Chapter Two

Linear Algebra

Learning Objectives
  1. Represent vectors algebraically and geometrically and compute vector norms, sums, and scalar multiples
  2. Use the dot product to measure similarity, projection, and angle between vectors
  3. Perform matrix operations (addition, multiplication, transpose, inverse) and interpret them as linear transformations
  4. Explain the meaning of eigenvalues and eigenvectors and their role in PCA, PageRank, and spectral methods
  5. Describe how embeddings map discrete objects (words, users, items) into continuous vector spaces where similarity becomes geometric
  6. Derive the singular value decomposition and use it for low-rank approximation, PCA, and least-squares solutions
  7. Compute matrix derivatives in numerator and denominator layout and apply them to standard machine-learning losses
  8. Recognise and avoid numerically unstable operations using condition numbers, QR, and SVD

A modern neural network is, at its core, a long pipeline of matrix multiplications interleaved with element-wise non-linearities. A search engine ranks pages by decomposing a term–document matrix into latent factors. A recommender embeds users and films as vectors and computes dot products to predict ratings. A diffusion model generates images by repeatedly applying a learned linear operator and a noise schedule. Strip the marketing away from any deployed AI system and you find linear algebra at its base.

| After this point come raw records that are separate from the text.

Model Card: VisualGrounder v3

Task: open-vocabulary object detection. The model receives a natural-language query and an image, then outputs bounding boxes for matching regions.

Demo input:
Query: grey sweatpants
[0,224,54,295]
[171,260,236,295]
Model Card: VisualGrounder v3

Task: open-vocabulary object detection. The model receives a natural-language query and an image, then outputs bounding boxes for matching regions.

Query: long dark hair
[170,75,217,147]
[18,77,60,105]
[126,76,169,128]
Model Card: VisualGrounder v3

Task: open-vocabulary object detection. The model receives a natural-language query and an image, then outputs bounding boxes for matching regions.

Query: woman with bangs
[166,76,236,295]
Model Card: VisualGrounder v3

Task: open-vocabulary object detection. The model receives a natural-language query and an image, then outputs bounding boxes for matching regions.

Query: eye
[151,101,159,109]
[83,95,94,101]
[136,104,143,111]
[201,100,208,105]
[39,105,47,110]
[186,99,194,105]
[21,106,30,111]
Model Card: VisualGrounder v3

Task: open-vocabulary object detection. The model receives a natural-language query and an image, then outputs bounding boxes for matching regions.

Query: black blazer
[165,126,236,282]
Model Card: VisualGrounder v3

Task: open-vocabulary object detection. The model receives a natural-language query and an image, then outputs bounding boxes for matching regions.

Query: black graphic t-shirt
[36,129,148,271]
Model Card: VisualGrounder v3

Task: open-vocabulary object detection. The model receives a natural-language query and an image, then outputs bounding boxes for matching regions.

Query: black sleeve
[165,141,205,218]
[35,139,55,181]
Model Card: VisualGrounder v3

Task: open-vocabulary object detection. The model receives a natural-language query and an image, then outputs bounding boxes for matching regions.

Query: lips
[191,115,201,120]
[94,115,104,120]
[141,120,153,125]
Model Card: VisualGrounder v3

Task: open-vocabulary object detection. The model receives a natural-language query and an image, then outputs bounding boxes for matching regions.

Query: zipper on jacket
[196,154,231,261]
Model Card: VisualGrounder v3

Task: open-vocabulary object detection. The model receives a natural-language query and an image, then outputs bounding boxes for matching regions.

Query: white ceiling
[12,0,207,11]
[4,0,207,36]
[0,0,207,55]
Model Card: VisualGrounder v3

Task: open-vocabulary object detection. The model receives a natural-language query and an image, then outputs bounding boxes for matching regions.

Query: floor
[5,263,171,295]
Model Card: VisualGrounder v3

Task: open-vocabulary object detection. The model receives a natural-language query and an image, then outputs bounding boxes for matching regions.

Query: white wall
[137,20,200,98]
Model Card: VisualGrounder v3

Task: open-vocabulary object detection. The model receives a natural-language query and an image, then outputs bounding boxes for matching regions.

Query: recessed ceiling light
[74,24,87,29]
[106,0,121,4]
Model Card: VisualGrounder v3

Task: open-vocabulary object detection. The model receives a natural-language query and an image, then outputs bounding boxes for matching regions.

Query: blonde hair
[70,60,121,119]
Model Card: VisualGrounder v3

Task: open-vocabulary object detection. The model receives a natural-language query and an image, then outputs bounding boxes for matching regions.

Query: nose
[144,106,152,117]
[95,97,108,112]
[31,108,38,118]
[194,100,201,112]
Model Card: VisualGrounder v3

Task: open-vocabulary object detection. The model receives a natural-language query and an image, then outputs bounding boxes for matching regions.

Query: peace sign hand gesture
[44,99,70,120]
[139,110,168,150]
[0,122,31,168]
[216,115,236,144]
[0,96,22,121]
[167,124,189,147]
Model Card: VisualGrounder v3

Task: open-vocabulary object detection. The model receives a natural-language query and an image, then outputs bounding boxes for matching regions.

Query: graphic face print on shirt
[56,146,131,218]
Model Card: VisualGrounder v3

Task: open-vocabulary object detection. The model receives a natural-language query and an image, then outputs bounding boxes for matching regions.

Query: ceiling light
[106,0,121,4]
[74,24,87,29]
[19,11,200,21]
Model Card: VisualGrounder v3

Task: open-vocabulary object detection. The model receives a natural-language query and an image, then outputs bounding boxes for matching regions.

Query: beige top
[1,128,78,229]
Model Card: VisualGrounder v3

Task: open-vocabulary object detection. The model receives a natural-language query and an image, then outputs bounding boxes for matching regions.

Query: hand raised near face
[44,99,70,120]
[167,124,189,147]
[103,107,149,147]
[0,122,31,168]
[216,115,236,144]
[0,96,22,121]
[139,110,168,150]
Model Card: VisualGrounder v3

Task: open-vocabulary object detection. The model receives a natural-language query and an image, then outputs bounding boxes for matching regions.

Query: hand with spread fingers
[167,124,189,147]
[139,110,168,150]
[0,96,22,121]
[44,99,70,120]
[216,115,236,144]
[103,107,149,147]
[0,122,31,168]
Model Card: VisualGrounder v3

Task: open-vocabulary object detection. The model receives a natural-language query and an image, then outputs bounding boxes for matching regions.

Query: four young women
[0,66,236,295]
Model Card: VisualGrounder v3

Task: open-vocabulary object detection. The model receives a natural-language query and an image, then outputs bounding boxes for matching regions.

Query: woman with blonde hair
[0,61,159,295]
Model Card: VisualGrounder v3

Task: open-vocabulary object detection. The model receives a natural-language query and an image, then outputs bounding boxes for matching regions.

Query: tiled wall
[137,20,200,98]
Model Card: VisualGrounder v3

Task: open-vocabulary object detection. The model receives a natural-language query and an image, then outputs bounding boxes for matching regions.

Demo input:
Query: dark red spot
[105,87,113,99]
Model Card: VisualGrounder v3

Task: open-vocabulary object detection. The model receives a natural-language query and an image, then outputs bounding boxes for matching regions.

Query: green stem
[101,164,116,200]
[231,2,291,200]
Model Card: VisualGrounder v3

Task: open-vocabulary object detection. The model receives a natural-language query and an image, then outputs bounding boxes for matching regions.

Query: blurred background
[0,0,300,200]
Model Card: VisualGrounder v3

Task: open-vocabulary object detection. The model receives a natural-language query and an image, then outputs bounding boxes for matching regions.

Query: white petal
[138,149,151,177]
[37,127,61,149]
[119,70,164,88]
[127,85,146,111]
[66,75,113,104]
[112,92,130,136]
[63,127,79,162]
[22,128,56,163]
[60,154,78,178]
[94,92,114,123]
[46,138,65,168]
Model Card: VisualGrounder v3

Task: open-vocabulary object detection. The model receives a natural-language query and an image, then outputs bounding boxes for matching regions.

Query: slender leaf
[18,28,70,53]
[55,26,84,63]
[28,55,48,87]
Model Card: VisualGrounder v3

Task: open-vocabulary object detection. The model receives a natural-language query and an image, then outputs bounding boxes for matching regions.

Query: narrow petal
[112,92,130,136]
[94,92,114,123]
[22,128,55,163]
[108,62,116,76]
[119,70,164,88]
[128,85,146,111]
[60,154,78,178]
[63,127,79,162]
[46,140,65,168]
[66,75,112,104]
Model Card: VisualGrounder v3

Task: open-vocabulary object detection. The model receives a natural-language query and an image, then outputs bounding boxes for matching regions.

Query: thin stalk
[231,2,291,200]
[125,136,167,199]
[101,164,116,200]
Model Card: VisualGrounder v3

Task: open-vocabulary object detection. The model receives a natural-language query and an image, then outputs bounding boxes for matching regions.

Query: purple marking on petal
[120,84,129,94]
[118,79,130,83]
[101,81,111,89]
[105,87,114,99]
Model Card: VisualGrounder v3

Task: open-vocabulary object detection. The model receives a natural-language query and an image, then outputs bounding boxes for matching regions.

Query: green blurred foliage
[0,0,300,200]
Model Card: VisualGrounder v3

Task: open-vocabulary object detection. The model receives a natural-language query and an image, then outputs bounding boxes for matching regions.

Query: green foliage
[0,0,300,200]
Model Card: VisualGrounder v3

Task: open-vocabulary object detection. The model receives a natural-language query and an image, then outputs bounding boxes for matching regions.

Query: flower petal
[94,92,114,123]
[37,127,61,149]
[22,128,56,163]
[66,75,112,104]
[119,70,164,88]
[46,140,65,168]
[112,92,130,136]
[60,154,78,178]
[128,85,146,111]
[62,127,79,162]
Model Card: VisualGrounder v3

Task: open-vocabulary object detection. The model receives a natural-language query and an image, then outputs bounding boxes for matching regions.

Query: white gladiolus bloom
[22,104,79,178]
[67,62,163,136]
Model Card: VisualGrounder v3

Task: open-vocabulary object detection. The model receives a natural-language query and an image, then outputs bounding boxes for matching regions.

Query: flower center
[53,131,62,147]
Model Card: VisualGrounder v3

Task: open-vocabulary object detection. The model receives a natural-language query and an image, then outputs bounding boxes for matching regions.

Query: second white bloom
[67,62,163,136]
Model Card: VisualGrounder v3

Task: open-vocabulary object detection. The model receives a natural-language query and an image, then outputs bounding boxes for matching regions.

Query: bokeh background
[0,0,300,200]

This chapter is a working linear-algebra reference for the rest of the book. It assumes you have seen vectors, matrices, and determinants once before, perhaps in a first-year calculus or engineering course, and brings you up to the level required to read papers on attention, optimisation, and dimensionality reduction without slipping. We pay particular attention to what a matrix does to a vector, the geometric picture, because that intuition is what survives when notation gets dense in later chapters. We also place serious weight on numerical and computational realities. A theoretically correct algorithm that is unstable on float32 hardware is no use; a cleanly-derived gradient that costs $O(n^4)$ is no use either. AI is the field where linear algebra meets very large numbers and very tight floating-point budgets.

A note on style. We use bold lower-case for vectors ($\mathbf{x}$, $\mathbf{w}$) and bold upper-case for matrices ($\mathbf{A}$, $\mathbf{W}$). All vectors are column vectors unless stated otherwise. Transposes are written $\mathbf{A}^\top$; inverses $\mathbf{A}^{-1}$; the identity matrix $\mathbf{I}_n$ when its size matters and just $\mathbf{I}$ otherwise. We use $\mathbb{R}^n$ for the real $n$-dimensional vector space and treat its elements interchangeably as ordered tuples, column matrices, and points in space.